After recording two sacks and a forced fumble on Sunday to help the Seahawks claim their second Lombardi Trophy in franchise history, Hall recalled how he only began playing football in elementary school because he saw the sport as a way to increase his lung capacity.
“It’s a hell of a story,” Murphy said. “Being a preemie born with no heartbeat, the doctor telling your parents you’re going to be a vegetable — to being a Super Bowl champ. It’s crazy, man. It’s all God.”
Murphy, a 2024 first-round pick, broke out in Year 2 with seven sacks during the regular season before adding two more against New England. Three days before the game, his face lit up when he was asked how his daughter was doing. He happily reported that she weighs over nine pounds, and that after two months in intensive care, she went home before Christmas.

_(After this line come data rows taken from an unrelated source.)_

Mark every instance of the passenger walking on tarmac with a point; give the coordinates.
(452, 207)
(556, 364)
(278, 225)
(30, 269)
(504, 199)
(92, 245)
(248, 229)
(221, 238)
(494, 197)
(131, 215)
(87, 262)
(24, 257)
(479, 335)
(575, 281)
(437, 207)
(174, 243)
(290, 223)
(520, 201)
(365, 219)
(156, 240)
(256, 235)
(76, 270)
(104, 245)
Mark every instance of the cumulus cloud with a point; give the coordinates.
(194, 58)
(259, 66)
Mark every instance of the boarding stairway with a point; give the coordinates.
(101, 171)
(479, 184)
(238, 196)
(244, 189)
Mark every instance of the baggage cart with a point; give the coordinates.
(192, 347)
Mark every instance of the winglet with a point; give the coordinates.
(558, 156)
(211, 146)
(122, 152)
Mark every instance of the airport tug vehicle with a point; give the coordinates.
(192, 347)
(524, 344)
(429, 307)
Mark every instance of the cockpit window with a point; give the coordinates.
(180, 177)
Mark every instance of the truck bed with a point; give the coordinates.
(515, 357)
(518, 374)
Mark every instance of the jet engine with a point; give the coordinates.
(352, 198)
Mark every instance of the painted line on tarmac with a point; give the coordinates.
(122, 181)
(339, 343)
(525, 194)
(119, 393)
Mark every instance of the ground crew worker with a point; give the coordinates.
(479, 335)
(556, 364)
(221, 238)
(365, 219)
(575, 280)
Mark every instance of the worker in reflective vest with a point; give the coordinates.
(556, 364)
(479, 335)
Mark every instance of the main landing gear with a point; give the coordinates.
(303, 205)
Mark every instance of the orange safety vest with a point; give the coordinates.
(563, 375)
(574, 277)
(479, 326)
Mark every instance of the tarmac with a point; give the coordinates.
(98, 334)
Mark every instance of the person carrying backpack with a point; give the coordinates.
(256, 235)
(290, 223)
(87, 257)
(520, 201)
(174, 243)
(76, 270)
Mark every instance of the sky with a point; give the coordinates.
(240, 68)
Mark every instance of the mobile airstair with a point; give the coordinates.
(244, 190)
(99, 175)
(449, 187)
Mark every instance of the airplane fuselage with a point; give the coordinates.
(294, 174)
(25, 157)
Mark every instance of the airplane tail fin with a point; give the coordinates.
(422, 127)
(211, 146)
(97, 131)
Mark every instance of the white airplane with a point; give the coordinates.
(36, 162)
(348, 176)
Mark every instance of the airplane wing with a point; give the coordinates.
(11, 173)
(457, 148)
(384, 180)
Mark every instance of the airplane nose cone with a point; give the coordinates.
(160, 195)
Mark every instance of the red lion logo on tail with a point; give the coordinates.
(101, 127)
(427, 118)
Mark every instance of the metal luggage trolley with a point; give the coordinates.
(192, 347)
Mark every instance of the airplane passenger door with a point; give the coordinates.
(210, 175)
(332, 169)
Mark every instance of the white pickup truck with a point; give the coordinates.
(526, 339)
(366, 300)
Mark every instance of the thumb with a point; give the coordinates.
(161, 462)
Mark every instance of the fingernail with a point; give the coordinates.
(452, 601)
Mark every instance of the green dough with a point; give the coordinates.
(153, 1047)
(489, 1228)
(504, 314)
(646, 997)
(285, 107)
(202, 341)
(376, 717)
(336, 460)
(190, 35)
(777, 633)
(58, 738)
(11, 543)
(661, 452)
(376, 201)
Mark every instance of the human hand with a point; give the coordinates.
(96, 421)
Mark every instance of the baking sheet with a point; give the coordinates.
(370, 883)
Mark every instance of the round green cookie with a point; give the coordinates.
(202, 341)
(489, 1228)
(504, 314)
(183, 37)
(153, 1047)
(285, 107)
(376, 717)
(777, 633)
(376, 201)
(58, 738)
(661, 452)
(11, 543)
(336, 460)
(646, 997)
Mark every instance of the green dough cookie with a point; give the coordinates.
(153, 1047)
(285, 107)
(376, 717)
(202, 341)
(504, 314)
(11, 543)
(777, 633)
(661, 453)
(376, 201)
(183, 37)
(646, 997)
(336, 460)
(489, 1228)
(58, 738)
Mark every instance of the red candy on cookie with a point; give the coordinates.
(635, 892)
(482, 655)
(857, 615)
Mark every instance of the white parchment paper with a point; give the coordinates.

“That was a great feeling,” he said.
Seahawks players and coaches were joined in the Bay Area by family members later in the week. Murphy’s fiancée and daughter were there.
“I’m just so blessed to be in this position,” he said, noting he has a Super Bowl championship, an upcoming wedding and a healthy daughter.
“Seeing my daughter come out as a preemie, weighing two pounds, tubes running all through here and everything, to see how far she came now, it’s a blessing,” Murphy said. “But the main thing it taught me was always keep going. No matter what, fight. As long as you’ve got breath in you, fight.”